Simplicity is in style these days. We’re decluttering our online lives with apps like BeReal and games like Wordle. If you want to simplify your sports-watching life, you should be watching soccer, argues Leo Kamin '25.

Wordle, BeReal and The Beautiful Game

2022 seems set to be the Year of Simplicity for our generation. Over the last couple months, we — who have never known anything other than digital abundance — seem to have slowly realized that scarcity might be better. Wordle has become a sensation not because it is the most enjoyable game to play, but because we can only play it a tantalizing single time a day. The French app BeReal has swept college campuses, hooking many on its promise of a less constant, less curated social media. Many people are flirting with a switch back to the flip phone — celebrities like University of Georgia quarterback Stetson Bennett IV and comedian Aziz Ansari have already pulled the trigger. After a few years of Airpod dominance, wired headphones are apparently now a fashion trend. Some of this is certainly just an aesthetic trend, but there does seem to be substance to our digital decluttering: we have discovered that even in the age of Big Tech, we are the owners of our own attention spans.

If you’re a sports fan who finds yourself drawn to any of these phenomena, chasing distilled and delayed dopamine hits over constant, shallow ones, I have another recommendation for you: start watching soccer.

I have long been and continue to be a big fan of American sports, but in recent years, I’ve found myself drawn more and more to the world of European soccer. I’m not alone. Soccer recently passed hockey to become the fourth-most popular sport to watch in the nation. With the World Cup coming to North America in 2026, it seems it won’t be long before it overtakes baseball — our “national pastime” — in third. I believe its increasing appeal is altogether not that different from the force that has drawn so many to Wordle and BeReal.

American sports are often the opposite of scarce. There are 162 games in an MLB season and 82 in the NBA and NHL, all compressed into a less-than-six-month period (this is not counting the playoffs). In the English Premier League, on the other hand, there are just 38 games and no postseason. Teams in the major European soccer leagues play just once, and on rare occasions, twice a week. (Though it may appear that the NFL has fewer games, with just 16, the season is much shorter, meaning the frequency is almost identical to that of the Premier League.)

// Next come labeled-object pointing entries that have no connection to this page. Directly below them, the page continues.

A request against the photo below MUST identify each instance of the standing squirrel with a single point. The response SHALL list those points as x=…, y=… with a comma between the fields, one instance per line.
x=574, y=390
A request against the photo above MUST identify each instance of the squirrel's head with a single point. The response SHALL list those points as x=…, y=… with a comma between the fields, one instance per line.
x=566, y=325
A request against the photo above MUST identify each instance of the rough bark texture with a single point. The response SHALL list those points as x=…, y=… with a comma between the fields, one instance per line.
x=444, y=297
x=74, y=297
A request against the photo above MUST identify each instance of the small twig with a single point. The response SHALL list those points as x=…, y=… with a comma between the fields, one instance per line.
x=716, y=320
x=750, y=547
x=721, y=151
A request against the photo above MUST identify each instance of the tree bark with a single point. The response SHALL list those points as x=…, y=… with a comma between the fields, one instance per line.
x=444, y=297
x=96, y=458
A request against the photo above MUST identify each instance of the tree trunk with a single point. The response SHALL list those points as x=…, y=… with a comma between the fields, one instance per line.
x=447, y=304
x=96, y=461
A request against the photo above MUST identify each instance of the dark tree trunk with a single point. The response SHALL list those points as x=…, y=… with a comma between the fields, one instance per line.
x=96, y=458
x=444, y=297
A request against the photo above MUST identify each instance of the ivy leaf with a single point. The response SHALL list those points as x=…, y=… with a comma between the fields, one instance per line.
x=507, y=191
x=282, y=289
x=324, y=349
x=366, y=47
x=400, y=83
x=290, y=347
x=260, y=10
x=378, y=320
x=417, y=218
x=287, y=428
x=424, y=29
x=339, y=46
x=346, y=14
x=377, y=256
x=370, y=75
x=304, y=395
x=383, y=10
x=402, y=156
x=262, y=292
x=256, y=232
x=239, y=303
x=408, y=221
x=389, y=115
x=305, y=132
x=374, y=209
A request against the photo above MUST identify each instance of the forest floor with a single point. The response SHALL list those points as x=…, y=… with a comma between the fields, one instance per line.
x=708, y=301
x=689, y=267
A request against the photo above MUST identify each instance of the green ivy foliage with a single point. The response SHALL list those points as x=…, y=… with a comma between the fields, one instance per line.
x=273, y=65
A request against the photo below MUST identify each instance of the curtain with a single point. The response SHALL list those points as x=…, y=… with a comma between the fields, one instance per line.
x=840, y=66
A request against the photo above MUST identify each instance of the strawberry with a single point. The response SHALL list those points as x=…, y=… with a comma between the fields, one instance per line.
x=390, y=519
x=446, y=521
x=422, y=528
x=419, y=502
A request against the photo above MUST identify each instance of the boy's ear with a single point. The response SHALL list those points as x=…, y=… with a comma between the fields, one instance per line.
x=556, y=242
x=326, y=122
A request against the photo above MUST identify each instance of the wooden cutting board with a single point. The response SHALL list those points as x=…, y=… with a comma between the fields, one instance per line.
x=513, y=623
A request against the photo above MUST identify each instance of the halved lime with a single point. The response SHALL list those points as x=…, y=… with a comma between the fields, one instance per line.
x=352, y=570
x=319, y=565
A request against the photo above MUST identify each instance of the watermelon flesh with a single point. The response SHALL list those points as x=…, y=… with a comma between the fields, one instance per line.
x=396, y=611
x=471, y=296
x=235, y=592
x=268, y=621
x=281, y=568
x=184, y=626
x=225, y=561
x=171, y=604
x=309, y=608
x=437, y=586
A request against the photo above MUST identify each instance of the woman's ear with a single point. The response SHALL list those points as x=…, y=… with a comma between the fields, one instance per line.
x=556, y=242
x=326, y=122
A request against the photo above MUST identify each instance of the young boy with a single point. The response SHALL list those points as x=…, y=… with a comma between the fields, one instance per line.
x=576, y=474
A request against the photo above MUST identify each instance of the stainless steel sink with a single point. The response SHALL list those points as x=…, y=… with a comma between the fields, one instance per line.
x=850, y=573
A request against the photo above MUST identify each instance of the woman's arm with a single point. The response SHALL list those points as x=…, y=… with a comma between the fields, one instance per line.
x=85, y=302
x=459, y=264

On top of this, it is not only the number of games that matters, but the content of those games. For instance, an NFL team will typically score somewhere around five times per game, MLB teams often more than that, and NBA teams far more than that. The typical soccer game, on the other hand, sees something more like two to four goals.

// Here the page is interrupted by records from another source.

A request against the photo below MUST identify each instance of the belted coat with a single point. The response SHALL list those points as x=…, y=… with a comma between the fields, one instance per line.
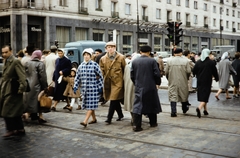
x=11, y=103
x=113, y=71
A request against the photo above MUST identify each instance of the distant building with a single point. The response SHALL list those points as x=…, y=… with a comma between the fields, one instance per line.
x=43, y=22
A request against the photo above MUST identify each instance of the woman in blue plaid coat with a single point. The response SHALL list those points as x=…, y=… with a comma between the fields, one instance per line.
x=90, y=78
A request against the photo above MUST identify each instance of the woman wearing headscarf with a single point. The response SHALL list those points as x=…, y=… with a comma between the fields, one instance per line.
x=89, y=77
x=129, y=88
x=224, y=69
x=36, y=75
x=204, y=70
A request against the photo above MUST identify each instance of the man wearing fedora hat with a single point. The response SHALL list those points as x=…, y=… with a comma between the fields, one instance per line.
x=177, y=72
x=112, y=65
x=145, y=75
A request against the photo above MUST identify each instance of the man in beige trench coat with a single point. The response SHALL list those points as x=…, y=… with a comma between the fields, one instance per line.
x=112, y=65
x=11, y=93
x=177, y=72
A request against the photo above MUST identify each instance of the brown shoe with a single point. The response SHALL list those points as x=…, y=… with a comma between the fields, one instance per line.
x=79, y=107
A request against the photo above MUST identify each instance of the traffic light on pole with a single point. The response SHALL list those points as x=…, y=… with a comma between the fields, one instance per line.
x=170, y=31
x=178, y=33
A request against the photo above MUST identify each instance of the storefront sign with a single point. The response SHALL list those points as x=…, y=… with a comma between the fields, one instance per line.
x=143, y=26
x=35, y=29
x=4, y=30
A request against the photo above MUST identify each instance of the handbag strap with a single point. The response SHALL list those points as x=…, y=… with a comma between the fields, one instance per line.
x=50, y=84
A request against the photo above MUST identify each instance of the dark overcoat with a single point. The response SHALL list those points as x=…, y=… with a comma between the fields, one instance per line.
x=36, y=75
x=62, y=64
x=11, y=103
x=145, y=75
x=205, y=70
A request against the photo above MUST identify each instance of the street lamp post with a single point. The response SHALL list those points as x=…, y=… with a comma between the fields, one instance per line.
x=137, y=27
x=221, y=26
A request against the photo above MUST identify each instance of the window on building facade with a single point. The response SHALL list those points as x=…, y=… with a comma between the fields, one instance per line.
x=178, y=2
x=127, y=42
x=81, y=34
x=99, y=4
x=178, y=16
x=98, y=36
x=227, y=11
x=63, y=2
x=233, y=24
x=31, y=3
x=187, y=3
x=169, y=15
x=113, y=9
x=195, y=19
x=214, y=9
x=157, y=42
x=205, y=21
x=158, y=13
x=205, y=6
x=63, y=35
x=127, y=9
x=195, y=4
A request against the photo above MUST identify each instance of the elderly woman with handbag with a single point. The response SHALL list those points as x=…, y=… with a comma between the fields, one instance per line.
x=90, y=78
x=36, y=75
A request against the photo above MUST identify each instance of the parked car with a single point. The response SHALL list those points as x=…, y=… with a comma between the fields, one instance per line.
x=1, y=66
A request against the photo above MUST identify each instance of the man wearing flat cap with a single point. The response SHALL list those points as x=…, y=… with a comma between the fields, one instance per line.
x=145, y=75
x=177, y=72
x=112, y=65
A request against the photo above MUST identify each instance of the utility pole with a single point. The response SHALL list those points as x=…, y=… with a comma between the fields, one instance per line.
x=137, y=28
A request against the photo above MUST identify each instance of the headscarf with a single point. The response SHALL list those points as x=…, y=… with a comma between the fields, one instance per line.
x=36, y=54
x=224, y=56
x=205, y=53
x=135, y=56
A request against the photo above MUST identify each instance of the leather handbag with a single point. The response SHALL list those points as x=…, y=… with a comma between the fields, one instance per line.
x=50, y=90
x=44, y=100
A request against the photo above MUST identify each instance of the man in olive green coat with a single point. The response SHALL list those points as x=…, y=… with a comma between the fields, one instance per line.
x=11, y=93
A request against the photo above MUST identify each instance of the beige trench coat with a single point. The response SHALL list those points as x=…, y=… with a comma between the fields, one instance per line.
x=177, y=72
x=113, y=76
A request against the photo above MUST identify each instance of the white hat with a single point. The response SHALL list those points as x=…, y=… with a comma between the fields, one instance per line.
x=88, y=50
x=111, y=43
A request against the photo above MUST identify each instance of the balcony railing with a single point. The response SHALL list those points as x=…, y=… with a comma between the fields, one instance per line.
x=145, y=18
x=83, y=10
x=115, y=15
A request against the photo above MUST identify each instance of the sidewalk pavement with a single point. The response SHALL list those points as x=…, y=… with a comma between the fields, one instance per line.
x=215, y=86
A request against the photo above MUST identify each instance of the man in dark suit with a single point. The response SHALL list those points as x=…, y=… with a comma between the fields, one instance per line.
x=11, y=93
x=145, y=75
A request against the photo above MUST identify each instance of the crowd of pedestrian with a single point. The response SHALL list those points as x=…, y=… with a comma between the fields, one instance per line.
x=131, y=80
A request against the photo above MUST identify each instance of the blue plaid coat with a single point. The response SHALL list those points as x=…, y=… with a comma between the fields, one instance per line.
x=90, y=79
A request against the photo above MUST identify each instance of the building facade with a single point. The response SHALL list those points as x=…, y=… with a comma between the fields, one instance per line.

This has often been the central American criticism of the game: not enough scoring. But that is like saying that BeReal does not allow enough posting. With so many fewer game-altering events, each shot, save, block, and cross is infused with so much more emotional weight. The excitement that comes from watching your Premier League team break a deadlock or score an equalizer is akin to the rush of a game-winner in basketball. Except that the average basketball team will have maybe one or two game-winners all season.

And I haven’t even mentioned the commercials. American sporting events have a commercial break every few minutes; the two 45-minute halves of a soccer game, though, are broadcast in their entirety without interruption. Soccer is very much a flip phone in a world of iPhones.

Understandably, though, many American fans have a hard time becoming invested in European soccer. This is often because they have no hometown team. But, in a sense, this is kind of freeing. Despondent New York Jets and Sacramento Kings fans, for instance, can get a taste of greatness by casting their lots with European giants like Manchester City or Paris Saint-Germain. Fandom is in the end an act of habit, not some kind of birthright. Repeated watching builds familiarity. When you invest your time, you start to root for some emotional return, in the form of wins and trophies. The big European soccer teams already have massive fan bases stretching to all corners of the world — they welcome newcomers.

Some good things are more good when they happen less often. I was reminded of this this past Saturday. I woke up and immediately completed the Wordle. My Premier League team, Liverpool, entered the morning in desperate need of a win and hoping that the league leaders, Manchester City, would lose. We went down by a goal at the start of the second half. When we equalized with a spectacular bicycle kick, I screamed. When we took the lead off an assist from our goalkeeper, I screamed louder. When, a few hours later, Tottenham Hotspur scored in the 98th minute (eight minutes after the game was supposed to end) to beat Man City, I couldn’t help but interrupt the meeting I was in. After each major goal, I exchanged a rush of all-caps texts with friends and family members. Only a few times in my life have I responded to a 3-pointer or touchdown with the same ferocity. With soccer, it seems to happen just about every week.